EasyJet suspends some voting rights to meet post-Brexit rules

FILE PHOTO: Official opening of the new Berlin-Brandenburg Airport in Schoenefeld

LONDON (Reuters) – EasyJet has begun moves to suspend the voting rights of some non-EU shareholders to comply with post-Brexit airline ownership rules, the UK airline said on Monday.

European Union rules state that EU airlines must be owned and controlled by EU nationals or else lose their licences. EasyJet has held an Austrian operating licence since 2017 to retain its EU flying rights despite Britain leaving the EU.
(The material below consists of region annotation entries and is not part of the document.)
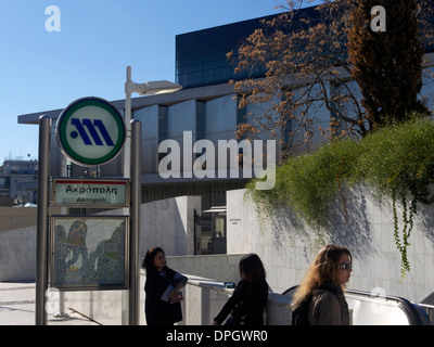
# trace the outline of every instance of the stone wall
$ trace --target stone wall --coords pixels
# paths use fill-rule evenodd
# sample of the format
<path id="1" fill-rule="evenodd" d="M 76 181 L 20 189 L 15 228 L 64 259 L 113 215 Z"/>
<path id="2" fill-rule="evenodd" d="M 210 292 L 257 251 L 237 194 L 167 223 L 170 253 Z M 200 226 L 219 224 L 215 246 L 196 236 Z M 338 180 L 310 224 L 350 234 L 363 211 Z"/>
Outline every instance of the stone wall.
<path id="1" fill-rule="evenodd" d="M 298 222 L 286 208 L 277 208 L 268 217 L 258 213 L 245 192 L 235 190 L 227 194 L 228 254 L 257 253 L 273 292 L 282 293 L 297 285 L 319 248 L 329 243 L 348 247 L 353 253 L 348 288 L 371 292 L 380 287 L 387 295 L 417 303 L 434 292 L 433 206 L 423 206 L 416 217 L 408 248 L 411 270 L 401 280 L 391 203 L 376 201 L 368 188 L 345 192 L 348 222 L 337 201 L 330 230 L 322 234 Z"/>

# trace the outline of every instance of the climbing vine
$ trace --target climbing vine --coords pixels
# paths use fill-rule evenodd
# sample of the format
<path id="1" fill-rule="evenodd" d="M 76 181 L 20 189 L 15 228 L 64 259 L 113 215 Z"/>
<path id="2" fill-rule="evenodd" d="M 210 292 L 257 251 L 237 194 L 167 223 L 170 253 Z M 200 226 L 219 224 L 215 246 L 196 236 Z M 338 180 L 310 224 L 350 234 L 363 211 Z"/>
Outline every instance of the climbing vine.
<path id="1" fill-rule="evenodd" d="M 314 229 L 330 227 L 331 207 L 339 198 L 349 222 L 343 187 L 367 183 L 375 196 L 392 201 L 394 240 L 401 257 L 401 278 L 410 271 L 408 247 L 420 204 L 432 204 L 434 181 L 434 123 L 413 115 L 365 137 L 334 140 L 315 153 L 290 157 L 277 168 L 276 185 L 256 191 L 247 185 L 258 206 L 269 213 L 284 204 Z M 401 208 L 399 222 L 398 206 Z"/>

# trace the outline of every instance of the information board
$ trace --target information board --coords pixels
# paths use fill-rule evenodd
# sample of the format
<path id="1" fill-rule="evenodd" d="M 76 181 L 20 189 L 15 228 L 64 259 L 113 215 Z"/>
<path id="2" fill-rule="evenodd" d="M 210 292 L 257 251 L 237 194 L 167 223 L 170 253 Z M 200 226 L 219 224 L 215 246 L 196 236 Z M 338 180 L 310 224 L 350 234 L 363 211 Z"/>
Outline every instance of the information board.
<path id="1" fill-rule="evenodd" d="M 51 286 L 127 290 L 128 226 L 127 216 L 52 216 Z"/>

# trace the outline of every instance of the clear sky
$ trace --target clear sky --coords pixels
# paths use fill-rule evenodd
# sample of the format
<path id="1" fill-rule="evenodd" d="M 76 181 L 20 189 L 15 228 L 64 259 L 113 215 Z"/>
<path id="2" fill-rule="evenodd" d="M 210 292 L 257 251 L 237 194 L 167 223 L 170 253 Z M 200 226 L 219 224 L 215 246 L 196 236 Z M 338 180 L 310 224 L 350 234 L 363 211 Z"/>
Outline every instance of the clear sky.
<path id="1" fill-rule="evenodd" d="M 280 13 L 283 2 L 0 0 L 0 165 L 38 156 L 38 126 L 18 125 L 18 115 L 82 97 L 125 99 L 127 65 L 137 82 L 175 81 L 176 35 Z M 60 31 L 46 29 L 50 5 Z"/>

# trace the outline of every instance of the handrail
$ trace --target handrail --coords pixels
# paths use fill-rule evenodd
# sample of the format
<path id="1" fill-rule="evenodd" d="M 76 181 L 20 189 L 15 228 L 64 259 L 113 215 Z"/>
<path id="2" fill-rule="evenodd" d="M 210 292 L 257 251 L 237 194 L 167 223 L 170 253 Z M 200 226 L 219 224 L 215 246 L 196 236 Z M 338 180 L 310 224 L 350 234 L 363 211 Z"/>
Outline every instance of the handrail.
<path id="1" fill-rule="evenodd" d="M 288 295 L 290 292 L 295 291 L 298 285 L 294 285 L 282 293 L 282 295 Z M 363 297 L 372 298 L 372 294 L 369 292 L 358 291 L 358 290 L 345 290 L 345 293 L 360 295 Z M 378 296 L 379 297 L 379 296 Z M 382 298 L 391 301 L 396 301 L 400 305 L 404 313 L 406 314 L 410 325 L 423 325 L 422 318 L 420 313 L 414 308 L 414 306 L 406 298 L 392 296 L 392 295 L 384 295 L 381 296 Z"/>
<path id="2" fill-rule="evenodd" d="M 422 319 L 421 319 L 418 310 L 414 308 L 414 306 L 408 299 L 406 299 L 404 297 L 398 297 L 398 296 L 393 296 L 393 295 L 373 296 L 369 292 L 357 291 L 357 290 L 345 290 L 345 292 L 348 294 L 356 294 L 356 295 L 365 296 L 368 298 L 381 297 L 386 300 L 396 301 L 401 306 L 403 311 L 406 313 L 410 325 L 423 325 Z"/>

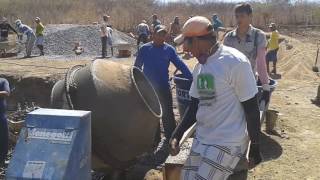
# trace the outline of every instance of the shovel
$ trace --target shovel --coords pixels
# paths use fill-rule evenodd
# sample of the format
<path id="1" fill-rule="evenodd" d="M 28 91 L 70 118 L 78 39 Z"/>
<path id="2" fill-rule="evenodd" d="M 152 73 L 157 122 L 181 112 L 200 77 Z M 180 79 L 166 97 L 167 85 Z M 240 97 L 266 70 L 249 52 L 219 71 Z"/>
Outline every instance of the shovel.
<path id="1" fill-rule="evenodd" d="M 314 66 L 312 67 L 313 72 L 319 72 L 319 68 L 317 66 L 318 63 L 318 56 L 319 56 L 319 44 L 318 44 L 318 50 L 317 50 L 317 56 L 316 56 L 316 62 L 314 63 Z"/>

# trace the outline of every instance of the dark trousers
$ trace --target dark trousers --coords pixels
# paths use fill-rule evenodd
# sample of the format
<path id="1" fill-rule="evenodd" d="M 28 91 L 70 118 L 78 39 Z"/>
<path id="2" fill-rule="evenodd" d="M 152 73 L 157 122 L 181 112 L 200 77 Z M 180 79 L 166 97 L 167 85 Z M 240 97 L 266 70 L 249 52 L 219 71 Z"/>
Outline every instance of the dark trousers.
<path id="1" fill-rule="evenodd" d="M 0 113 L 0 164 L 3 163 L 8 154 L 9 132 L 8 121 L 5 114 Z"/>
<path id="2" fill-rule="evenodd" d="M 162 124 L 164 129 L 164 136 L 167 140 L 169 140 L 174 129 L 176 128 L 176 122 L 173 114 L 171 90 L 168 87 L 157 89 L 156 91 L 159 96 L 162 108 Z"/>
<path id="3" fill-rule="evenodd" d="M 101 44 L 102 44 L 101 55 L 103 58 L 105 58 L 106 52 L 107 52 L 107 36 L 101 37 Z"/>

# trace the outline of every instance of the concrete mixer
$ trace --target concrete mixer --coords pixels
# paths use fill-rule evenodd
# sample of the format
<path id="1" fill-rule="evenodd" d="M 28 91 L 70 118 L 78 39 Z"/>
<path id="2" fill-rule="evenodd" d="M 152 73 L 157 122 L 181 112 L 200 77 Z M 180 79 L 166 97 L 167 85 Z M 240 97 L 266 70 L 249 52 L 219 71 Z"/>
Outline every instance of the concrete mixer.
<path id="1" fill-rule="evenodd" d="M 153 150 L 162 109 L 141 70 L 95 60 L 71 68 L 51 93 L 51 107 L 92 111 L 92 155 L 115 168 Z"/>

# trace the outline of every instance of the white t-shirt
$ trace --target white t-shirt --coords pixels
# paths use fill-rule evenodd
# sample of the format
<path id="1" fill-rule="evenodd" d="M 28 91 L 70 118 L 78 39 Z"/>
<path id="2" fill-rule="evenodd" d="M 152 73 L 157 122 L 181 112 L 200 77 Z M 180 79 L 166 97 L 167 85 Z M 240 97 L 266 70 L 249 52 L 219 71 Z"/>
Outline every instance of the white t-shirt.
<path id="1" fill-rule="evenodd" d="M 193 71 L 190 96 L 198 98 L 196 137 L 203 144 L 239 146 L 248 141 L 241 102 L 258 92 L 247 57 L 221 45 Z"/>

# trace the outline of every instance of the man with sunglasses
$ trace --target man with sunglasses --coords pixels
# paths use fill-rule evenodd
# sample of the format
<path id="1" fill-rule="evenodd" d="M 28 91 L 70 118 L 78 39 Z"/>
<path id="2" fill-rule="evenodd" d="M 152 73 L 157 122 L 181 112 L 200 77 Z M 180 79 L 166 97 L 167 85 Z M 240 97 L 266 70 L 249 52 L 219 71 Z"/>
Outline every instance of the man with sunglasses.
<path id="1" fill-rule="evenodd" d="M 163 25 L 158 25 L 154 29 L 153 41 L 144 44 L 138 51 L 134 66 L 143 70 L 146 77 L 155 88 L 162 107 L 162 124 L 165 138 L 159 144 L 155 152 L 155 164 L 163 163 L 169 155 L 169 139 L 176 127 L 172 94 L 169 85 L 169 65 L 172 63 L 180 70 L 185 78 L 192 79 L 192 74 L 188 67 L 177 55 L 175 49 L 165 43 L 167 30 Z"/>
<path id="2" fill-rule="evenodd" d="M 237 28 L 226 34 L 224 45 L 238 49 L 250 60 L 252 70 L 259 75 L 263 93 L 261 100 L 265 104 L 270 99 L 269 76 L 266 65 L 267 40 L 264 32 L 251 25 L 253 9 L 248 3 L 236 5 L 235 17 Z"/>
<path id="3" fill-rule="evenodd" d="M 191 103 L 170 139 L 170 153 L 180 151 L 179 141 L 196 122 L 196 135 L 181 179 L 225 180 L 243 172 L 249 141 L 249 165 L 261 162 L 259 108 L 256 80 L 248 58 L 217 42 L 211 22 L 202 16 L 189 19 L 175 42 L 198 60 L 193 70 Z"/>

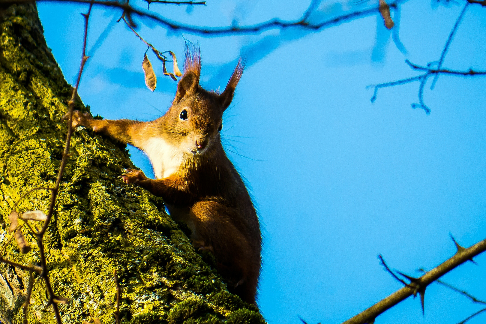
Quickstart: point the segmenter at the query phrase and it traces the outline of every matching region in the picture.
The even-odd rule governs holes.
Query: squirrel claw
[[[123,182],[127,184],[132,183],[137,183],[140,180],[143,180],[147,178],[143,172],[140,170],[134,170],[131,169],[125,170],[126,172],[124,174],[122,174],[119,177],[121,178]]]
[[[67,120],[69,119],[69,113],[67,113],[62,117],[61,120],[63,121]],[[88,112],[82,113],[79,110],[74,110],[72,112],[72,123],[71,127],[75,128],[78,126],[87,126],[86,121],[87,119],[93,119],[93,117]]]

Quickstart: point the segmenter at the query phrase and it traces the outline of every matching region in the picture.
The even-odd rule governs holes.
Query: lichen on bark
[[[35,5],[0,9],[0,246],[11,237],[8,215],[24,193],[52,187],[62,156],[72,88],[47,47]],[[78,101],[76,109],[89,110]],[[118,272],[122,323],[264,323],[257,308],[228,292],[210,255],[194,251],[165,212],[163,202],[118,178],[133,167],[124,145],[85,129],[76,130],[53,219],[44,238],[54,292],[64,323],[114,323]],[[50,193],[32,192],[23,212],[47,211]],[[4,257],[39,262],[15,242]],[[206,262],[205,262],[206,261]],[[0,321],[20,323],[28,273],[0,265]],[[35,280],[30,323],[55,323],[43,282]]]

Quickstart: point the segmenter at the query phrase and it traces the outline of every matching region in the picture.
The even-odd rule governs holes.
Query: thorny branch
[[[51,191],[51,201],[49,204],[49,211],[48,212],[47,215],[46,215],[46,218],[44,221],[44,225],[43,225],[42,228],[38,232],[35,232],[34,234],[36,237],[37,246],[39,247],[39,250],[40,254],[40,267],[37,266],[24,266],[16,262],[14,262],[8,260],[5,260],[3,258],[1,254],[0,254],[0,262],[2,262],[4,263],[7,264],[9,264],[10,265],[13,266],[14,267],[18,267],[21,269],[29,270],[31,272],[31,277],[32,273],[33,272],[35,272],[39,273],[40,276],[44,279],[44,283],[46,285],[46,288],[48,292],[49,293],[49,300],[48,302],[47,306],[46,307],[50,305],[52,306],[52,308],[54,310],[54,313],[55,315],[56,320],[58,324],[62,324],[62,322],[61,319],[61,315],[59,313],[59,307],[58,307],[58,303],[60,302],[65,302],[66,300],[64,298],[58,297],[56,296],[52,290],[52,286],[51,284],[51,281],[49,279],[49,270],[47,269],[47,261],[46,259],[45,256],[45,250],[43,244],[43,239],[44,234],[46,231],[47,230],[48,227],[49,227],[49,223],[51,222],[51,220],[52,218],[52,215],[54,212],[54,208],[55,206],[56,199],[57,197],[57,194],[59,191],[59,185],[61,183],[61,181],[62,179],[63,174],[64,172],[64,169],[66,167],[66,163],[67,163],[68,158],[69,156],[69,150],[70,144],[71,140],[71,135],[72,133],[72,112],[74,110],[74,102],[77,97],[77,89],[79,86],[79,83],[81,79],[81,75],[83,73],[83,69],[84,68],[85,64],[86,61],[89,58],[88,56],[86,55],[86,41],[87,37],[87,30],[88,30],[88,22],[89,19],[89,15],[91,13],[91,8],[93,7],[93,4],[90,3],[89,4],[89,8],[88,9],[88,12],[87,14],[83,14],[85,17],[85,27],[84,27],[84,38],[83,40],[83,55],[81,57],[81,63],[79,67],[79,71],[78,73],[78,77],[76,80],[76,85],[72,89],[72,95],[71,97],[70,100],[69,101],[69,110],[68,112],[68,119],[69,119],[69,122],[68,124],[68,133],[66,136],[66,143],[64,147],[64,152],[63,154],[62,159],[61,160],[61,165],[59,167],[59,170],[57,175],[57,180],[56,181],[55,185],[52,188],[50,188],[49,190]],[[35,188],[27,192],[24,194],[21,197],[21,198],[24,198],[27,194],[29,192],[33,191],[34,190],[36,190],[37,189],[44,188]],[[17,202],[18,203],[18,202]],[[16,205],[17,204],[16,204]],[[27,224],[27,221],[25,221],[25,224]],[[23,226],[23,225],[22,225]],[[19,229],[16,229],[16,231],[19,231],[21,229],[21,228]],[[9,240],[7,242],[7,244],[9,243],[10,240]],[[5,245],[6,246],[6,245]],[[3,251],[3,249],[2,249]],[[31,281],[30,283],[31,282],[33,279],[31,278]],[[30,283],[29,283],[29,286],[30,286]],[[28,293],[29,294],[31,292],[32,289],[31,289]],[[29,298],[30,299],[30,298]],[[27,306],[24,308],[24,311],[27,312],[27,307],[28,307],[28,305],[26,304]],[[25,318],[26,320],[26,314],[25,315]]]
[[[437,283],[440,284],[442,285],[442,286],[445,286],[445,287],[447,287],[448,288],[449,288],[450,289],[451,289],[452,290],[454,290],[454,291],[456,291],[457,292],[459,293],[460,294],[463,295],[463,296],[465,296],[466,297],[467,297],[468,298],[469,298],[469,299],[470,299],[471,301],[473,303],[478,303],[478,304],[482,304],[483,305],[486,305],[486,301],[483,301],[483,300],[480,300],[479,299],[478,299],[477,298],[476,298],[474,296],[472,296],[472,295],[471,295],[470,294],[469,294],[469,293],[468,293],[467,291],[465,291],[464,290],[462,290],[460,289],[459,289],[459,288],[455,287],[453,286],[452,286],[452,285],[450,285],[449,284],[448,284],[447,283],[444,282],[444,281],[442,281],[442,280],[437,280]],[[483,308],[482,309],[480,309],[479,310],[478,310],[477,312],[474,313],[472,315],[469,315],[469,316],[468,316],[464,320],[460,322],[457,324],[464,324],[464,323],[465,323],[468,321],[469,321],[469,320],[472,319],[473,317],[475,317],[476,316],[477,316],[477,315],[479,315],[480,314],[481,314],[481,313],[482,313],[483,312],[484,312],[484,311],[486,311],[486,308]]]
[[[343,322],[342,324],[372,323],[378,315],[410,296],[416,295],[417,293],[420,295],[423,306],[425,289],[427,286],[458,266],[486,251],[486,239],[478,242],[467,249],[463,248],[464,250],[458,248],[457,252],[452,257],[430,271],[426,272],[422,276],[418,278],[413,278],[397,272],[401,275],[408,279],[410,282],[408,284],[404,283],[399,278],[397,278],[396,275],[394,275],[400,282],[405,285],[405,286],[395,291],[387,297],[382,299],[368,309]],[[383,263],[384,262],[383,262]],[[393,273],[387,266],[386,267],[388,269],[389,272]]]
[[[466,10],[469,4],[481,4],[483,6],[486,6],[486,0],[483,1],[477,1],[476,0],[467,0],[467,2],[464,5],[464,7],[463,8],[462,11],[461,12],[461,14],[459,15],[457,20],[456,20],[455,23],[454,24],[453,27],[452,27],[452,30],[449,34],[449,36],[448,38],[447,41],[446,42],[446,44],[444,46],[444,49],[442,50],[442,51],[440,54],[440,58],[439,61],[434,63],[429,63],[427,64],[427,67],[421,67],[416,64],[414,64],[410,62],[408,60],[405,60],[405,62],[408,64],[408,65],[413,68],[414,69],[425,71],[425,73],[421,74],[420,75],[417,75],[417,76],[412,77],[411,78],[409,78],[408,79],[404,79],[402,80],[399,80],[396,81],[393,81],[392,82],[387,82],[386,83],[382,83],[379,85],[368,85],[366,88],[369,88],[373,87],[374,88],[374,92],[373,93],[373,96],[371,97],[371,101],[372,102],[375,102],[376,100],[376,96],[378,94],[378,89],[381,88],[387,87],[389,86],[394,86],[395,85],[403,85],[406,83],[410,83],[411,82],[415,82],[415,81],[420,81],[420,86],[418,88],[418,101],[419,103],[412,103],[412,107],[414,109],[416,108],[420,108],[423,109],[425,111],[425,113],[427,115],[430,114],[430,108],[427,107],[424,102],[423,100],[423,92],[424,89],[425,88],[425,84],[427,83],[427,79],[429,77],[432,75],[434,76],[434,78],[432,81],[432,84],[431,85],[431,89],[433,89],[435,85],[435,83],[437,81],[437,79],[438,78],[439,74],[452,74],[456,75],[462,75],[463,76],[473,76],[475,75],[486,75],[486,72],[485,71],[475,71],[472,68],[469,69],[469,71],[453,71],[449,70],[447,69],[442,68],[442,63],[444,62],[444,59],[445,58],[446,54],[447,53],[447,51],[449,50],[449,46],[451,45],[451,43],[452,41],[452,38],[454,37],[454,35],[455,34],[456,32],[459,27],[461,21],[462,20],[462,18],[464,16],[464,14],[466,13]],[[437,68],[431,68],[430,67],[433,65],[434,64],[437,64]]]

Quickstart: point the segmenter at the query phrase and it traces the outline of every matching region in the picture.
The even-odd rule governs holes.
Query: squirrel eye
[[[183,120],[187,120],[187,110],[184,109],[181,112],[181,114],[179,115],[179,118]]]

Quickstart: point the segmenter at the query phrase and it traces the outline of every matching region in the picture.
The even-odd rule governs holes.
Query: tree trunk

But the airline is currently 52.65% owned by non-EU shareholders, meaning it must make changes to meet EU rules following the end of the Brexit transition period on Dec. 31.

By restricting voting rights, easyJet and competitors such as British Airways owner IAG, Wizz Air and Ryanair all hope to overcome the Brexit ownership headache.

However, concerns persist that the compliance efforts may be unsustainable or open to legal challenge by competitors.

The post-Brexit aviation pact includes no flexibility on the treatment of UK shareholders but does acknowledge “potential benefits of the continued liberalisation of ownership and control”, with a pledge to review the rules over the next year.

EasyJet said on Monday that investors from outside the EU would be restricted to controlling 49.5% of its shares, and as such it was sending out notices to shareholders holding more than 3% of shares to suspend some of their voting rights.

“The voting rights suspension is being applied on a ‘last in, first out’ basis such that the shares most recently acquired by relevant persons will have voting rights suspended first,” easyJet said in a statement.

The investor register will also be kept under review, easyJet said, saying that if non-EU ownership remains over the 49.5% maximum for a sustained period it could start to force those shareholders to sell their shares to EU nationals.